14. It is submitted that the compensation awarded by the learned Tribunal exceeds the limits prescribed under Section 25-F of the Act since as per the aforesaid provision, there is a statutory framework for determining the amount of compensation payable to workers in the event of retrenchment, and the same is based on their duration of continuous service. However, the learned Tribunal’s award goes beyond the aforesaid statutory limits by awarding four years’ wages as retrenchment compensation.
15. It is further submitted that the learned Tribunal failed to consider that even as per their own case, respondents No. 1 and 5 were in service only from 1990, therefore, even on the date of the award, they would have been entitled to merely 8 months average pay in terms of Section 25-F of the Act.
16. It is contended that the learned Tribunal, being a creature of the statute cannot award compensation in excess of its parent statute and the learned tribunal did not provide any reasons for arriving at that particular finding.
17. In light of the foregoing submissions, learned senior counsel for the petitioner submitted that the impugned award is afflicted with several illegalities and is liable to be set aside, and the instant petition should be allowed.

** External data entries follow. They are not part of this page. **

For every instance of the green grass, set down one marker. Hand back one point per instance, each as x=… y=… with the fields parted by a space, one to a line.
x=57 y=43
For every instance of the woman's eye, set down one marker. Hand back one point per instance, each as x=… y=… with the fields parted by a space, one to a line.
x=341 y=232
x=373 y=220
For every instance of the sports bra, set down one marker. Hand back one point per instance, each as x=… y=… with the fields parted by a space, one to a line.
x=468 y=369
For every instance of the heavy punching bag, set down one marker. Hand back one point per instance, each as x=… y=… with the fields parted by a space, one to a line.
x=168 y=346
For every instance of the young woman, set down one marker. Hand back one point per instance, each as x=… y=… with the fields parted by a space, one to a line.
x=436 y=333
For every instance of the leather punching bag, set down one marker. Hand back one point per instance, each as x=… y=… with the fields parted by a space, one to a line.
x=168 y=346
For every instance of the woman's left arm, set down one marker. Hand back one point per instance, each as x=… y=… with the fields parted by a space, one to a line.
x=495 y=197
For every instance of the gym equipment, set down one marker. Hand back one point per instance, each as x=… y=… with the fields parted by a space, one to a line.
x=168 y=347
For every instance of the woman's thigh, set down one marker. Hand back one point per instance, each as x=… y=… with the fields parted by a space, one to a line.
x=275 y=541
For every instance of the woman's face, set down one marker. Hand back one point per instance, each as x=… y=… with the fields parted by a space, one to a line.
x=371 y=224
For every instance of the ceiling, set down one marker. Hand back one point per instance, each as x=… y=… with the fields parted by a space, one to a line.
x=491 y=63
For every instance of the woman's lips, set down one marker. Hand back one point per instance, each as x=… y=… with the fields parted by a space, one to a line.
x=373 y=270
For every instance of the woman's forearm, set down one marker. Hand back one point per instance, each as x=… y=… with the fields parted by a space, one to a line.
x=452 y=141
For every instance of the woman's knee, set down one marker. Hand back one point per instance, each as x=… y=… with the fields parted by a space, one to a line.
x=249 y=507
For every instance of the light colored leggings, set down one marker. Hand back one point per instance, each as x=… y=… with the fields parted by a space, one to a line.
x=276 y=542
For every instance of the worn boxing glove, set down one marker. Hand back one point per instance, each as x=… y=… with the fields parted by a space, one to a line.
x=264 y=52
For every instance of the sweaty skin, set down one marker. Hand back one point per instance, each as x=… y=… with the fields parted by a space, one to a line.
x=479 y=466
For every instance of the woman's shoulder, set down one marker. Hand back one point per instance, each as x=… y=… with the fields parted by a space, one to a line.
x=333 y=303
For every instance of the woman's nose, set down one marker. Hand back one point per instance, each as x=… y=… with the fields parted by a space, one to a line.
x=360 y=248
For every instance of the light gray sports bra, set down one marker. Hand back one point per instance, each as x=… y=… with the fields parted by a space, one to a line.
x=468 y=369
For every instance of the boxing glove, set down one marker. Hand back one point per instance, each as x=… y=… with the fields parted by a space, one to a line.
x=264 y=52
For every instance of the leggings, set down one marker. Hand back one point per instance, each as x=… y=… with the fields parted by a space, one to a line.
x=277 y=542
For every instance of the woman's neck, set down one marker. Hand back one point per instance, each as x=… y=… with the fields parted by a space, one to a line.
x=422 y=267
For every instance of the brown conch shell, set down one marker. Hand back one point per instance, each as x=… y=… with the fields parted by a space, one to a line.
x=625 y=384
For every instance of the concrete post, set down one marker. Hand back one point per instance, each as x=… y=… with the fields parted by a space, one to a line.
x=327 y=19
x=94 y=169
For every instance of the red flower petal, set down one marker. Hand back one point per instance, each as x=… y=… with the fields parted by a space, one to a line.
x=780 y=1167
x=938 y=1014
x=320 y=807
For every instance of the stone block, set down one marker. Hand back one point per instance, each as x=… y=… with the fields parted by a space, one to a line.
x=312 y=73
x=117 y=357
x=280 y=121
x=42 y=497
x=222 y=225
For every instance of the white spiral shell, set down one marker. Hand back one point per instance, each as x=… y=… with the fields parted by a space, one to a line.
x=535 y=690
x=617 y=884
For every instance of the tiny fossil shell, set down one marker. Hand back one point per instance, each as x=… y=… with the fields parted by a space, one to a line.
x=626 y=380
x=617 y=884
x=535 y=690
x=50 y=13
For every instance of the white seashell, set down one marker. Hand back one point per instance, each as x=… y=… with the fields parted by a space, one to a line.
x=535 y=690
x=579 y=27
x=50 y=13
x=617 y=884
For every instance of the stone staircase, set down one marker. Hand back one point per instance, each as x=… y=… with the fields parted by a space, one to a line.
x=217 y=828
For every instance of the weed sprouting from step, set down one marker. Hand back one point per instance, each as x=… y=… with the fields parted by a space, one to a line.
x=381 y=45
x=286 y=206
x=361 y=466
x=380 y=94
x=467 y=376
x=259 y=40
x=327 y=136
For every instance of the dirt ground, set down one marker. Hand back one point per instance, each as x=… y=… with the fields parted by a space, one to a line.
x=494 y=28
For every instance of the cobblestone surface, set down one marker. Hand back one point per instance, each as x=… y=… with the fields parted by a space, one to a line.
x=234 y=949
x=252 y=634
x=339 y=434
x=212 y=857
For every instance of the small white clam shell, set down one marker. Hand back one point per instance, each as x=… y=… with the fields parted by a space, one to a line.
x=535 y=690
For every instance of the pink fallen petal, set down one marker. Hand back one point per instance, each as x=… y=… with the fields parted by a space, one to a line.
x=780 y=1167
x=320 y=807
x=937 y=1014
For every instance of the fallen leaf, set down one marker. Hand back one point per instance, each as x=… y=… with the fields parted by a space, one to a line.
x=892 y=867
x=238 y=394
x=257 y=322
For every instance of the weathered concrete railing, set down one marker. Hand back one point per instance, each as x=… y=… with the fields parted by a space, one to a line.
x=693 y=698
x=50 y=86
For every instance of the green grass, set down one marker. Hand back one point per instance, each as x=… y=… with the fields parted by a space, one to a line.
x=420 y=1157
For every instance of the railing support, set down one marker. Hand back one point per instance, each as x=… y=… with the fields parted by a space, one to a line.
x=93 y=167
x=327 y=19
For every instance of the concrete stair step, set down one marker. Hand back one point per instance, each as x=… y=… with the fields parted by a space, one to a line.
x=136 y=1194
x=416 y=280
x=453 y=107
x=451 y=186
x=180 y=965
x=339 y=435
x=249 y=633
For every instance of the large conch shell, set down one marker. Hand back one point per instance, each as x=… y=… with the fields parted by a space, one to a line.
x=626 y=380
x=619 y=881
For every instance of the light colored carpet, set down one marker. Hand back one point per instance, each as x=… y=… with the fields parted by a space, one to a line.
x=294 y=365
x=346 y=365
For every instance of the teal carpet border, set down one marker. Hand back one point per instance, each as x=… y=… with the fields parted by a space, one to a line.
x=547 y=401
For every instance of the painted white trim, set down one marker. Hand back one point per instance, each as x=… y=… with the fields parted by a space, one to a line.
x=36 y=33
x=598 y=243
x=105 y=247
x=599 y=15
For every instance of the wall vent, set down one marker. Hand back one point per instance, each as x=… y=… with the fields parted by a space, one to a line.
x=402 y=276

(on behalf of the respondent)
18. Per Contra, the learned counsel appearing on behalf of respondents submitted that the impugned award does not suffer from any illegality which merits interference of this Court.
19. It is submitted that the learned Tribunal did not venture outside the terms of reference and has rightly awarded retrenchment compensation to the respondent.
20. It is contended that the respondents were working for the petitioner’s unit for a substantial period of time and were discharging work of permanent and perennial nature, therefore, they were entitled to regularization.
21. It is submitted that petitioner were wrongly denying regularization to the respondents citing financial difficulties, whereas on the other hand, they were directly recruiting other employees for the positions which were junior to the respondents.
22. It is submitted that the petitioner adopted “unfair labour practice” as defined under Schedule V (Clause 10) read with Section 2(r)(a) of the Act by depriving the respondents of their right to seek regularization.
23. It is submitted that there is no infirmity in the impugned award as it awarded four-year wages as compensation since the petitioner had also formulated a Voluntarily Retirement Scheme, wherein it was offering 60 months’ wages to its regular employees.
24. In view of the foregoing submissions, it is submitted that there is no error in the impugned award, therefore, the instant petition is liable to be dismissed.

ANALYSIS AND FINDINGS
25. Heard the learned counsel for the parties at length and perused the records relied upon by the counsel to substantiate their respective submissions.
26. It is the case of the petitioner that the impugned award is bad in law since the learned Tribunal went beyond the reference in deciding the issue which was never submitted to it and awarded retrenchment compensation over and above what is payable under Section 25-F of the Act. Therefore, it is contended that the issue of ‘retrenchment compensation’ is not incidental to the issue of ‘regularization’, therefore, the learned tribunal could not have adjudicated upon it.
27. In rival submission, the learned counsel for the respondent workmen have vehemently opposed the contentions advanced by the petitioner submitting to the effect that the learned Tribunal rightly awarded retrenchment compensation after as the respondents were engaged by the petitioner for a substantial period and discharged work of permanent nature.
28. The issue which falls for adjudication before this Court is whether the learned Tribunal went beyond the terms of reference in adjudicating upon retrenchment compensation or not.
29. At this juncture, this Court deems it appropriate to refer to the jurisprudential aspect pertaining to limited powers of the Industrial Tribunal in adjudicating within the ambit of the terms of reference and it cannot transgress beyond the same in granting relief.
30. Industrial Tribunal is a creation of a statute and the basis of its jurisdictions is the reference made to it by the Appropriate Government. The Tribunal has the limited role to adjudicate upon the issues or issues which are incidental to terms of reference. It shall confine itself to the issues specifically referred to it and not venture outside the terms of the reference. The Industrial Tribunal are quasi-judicial in nature and does not have any inherent power to adjudicate on any of the disputes raised by the parties. It is bound to adjudicate upon disputes within the limits imposed upon it by the Act and has to act according to its provisions.
31. As stipulated under Section 10 (1) of the Act, the ‘appropriate government’ has specified the issues for adjudication by the Tribunal. The Industrial Tribunal is bound to confine the adjudication to those points and matters incidental thereto.
32. Moreover as per Section 10(4) of the Act casts an obligation on the Industrial Tribunal to confine its adjudication to the terms of the reference or to any matter incidental thereto. The relevant portion of the Act has been reproduced herein under:
“[(4) Where in an order referring an industrial dispute to [a Labour Court, Tribunal or National Tribunal] under this section or in a subsequent order, the appropriate Government has specified the points of dispute for adjudication, [the Labour Court or the Tribunal or the National Tribunal, as the case may be], shall confine its adjudication to those points and matters incidental thereto.”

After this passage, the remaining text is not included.